Cytogen Corporation has announced results from a phase 1 clinical trial of Quadramet (samarium Sm-153 lexidronam injection) in combination with hormonal therapy and external beam radiation therapy in high-risk, clinically non-metastatic prostate cancer patients.

Data from the study indicate that the combination regimen was well tolerated with preliminary anti-tumour activity observed as evidenced by prostate specific antigen or PSA responses. Results were presented at the 48th annual meeting of the American Society for Radiology and Oncology (ASTRO) held November 5-9, 2006, in Philadelphia, PA.

Richard Valicenti, M.D., associate professor of radiation oncology at Jefferson Medical College of Thomas Jefferson University and Jefferson's Kimmel Cancer Center in Philadelphia, has been investigating the neoadjuvant use of Quadramet in high risk prostate cancer patients being treated with a combination of hormonal and external beam radiation therapies. The patients are at high risk for having disease, which has spread to their bones, but none exhibited any clinical or radiographic signs of bone metastases at the time of treatment.

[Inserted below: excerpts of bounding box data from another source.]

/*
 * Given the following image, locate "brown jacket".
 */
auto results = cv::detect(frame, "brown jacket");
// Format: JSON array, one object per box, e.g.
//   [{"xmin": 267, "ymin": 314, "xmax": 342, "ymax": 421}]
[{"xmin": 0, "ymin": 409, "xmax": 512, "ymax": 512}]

"The strategy is to use Quadramet, a bone-targeted agent, upfront and in combination with standard treatment regimens consisting of a combination of hormones and external beam radiation for high-risk prostate cancer," said Dr. Valicenti. "We're hypothesizing that the combination of hormones and radiation could be used to treat microscopic bony metastasis, which could help reduce death rates due to prostate cancer."

Twenty patients with newly diagnosed high risk (PSA>20 mg/mL) and Gleason score greater than or equal to 7; or greater than or equal to T2 and Gleason score greater than or equal to 8) clinically non-metastatic (known as M0) prostate cancer were treated with a regimen consisting of one month of hormonal therapy followed by a single administration of Quadramet followed by four more months of hormonal therapy in combination with external beam radiation therapy (RT). RT was administered as 46.8 Gy to the pelvic region and 23.4 Gy to the prostate (total dose of 70.2 Gy). Quadramet was administered in escalation doses of 0.25 mCi/kg (4 patients), 0.5 mCi/kg (4 patients), 0.75 mCi/kg (6 patients) and 1.0 mCi/kg (6 patients). The primary endpoint of the study was assessment of the incidence of Grade 3 (or higher) toxicity following all therapy.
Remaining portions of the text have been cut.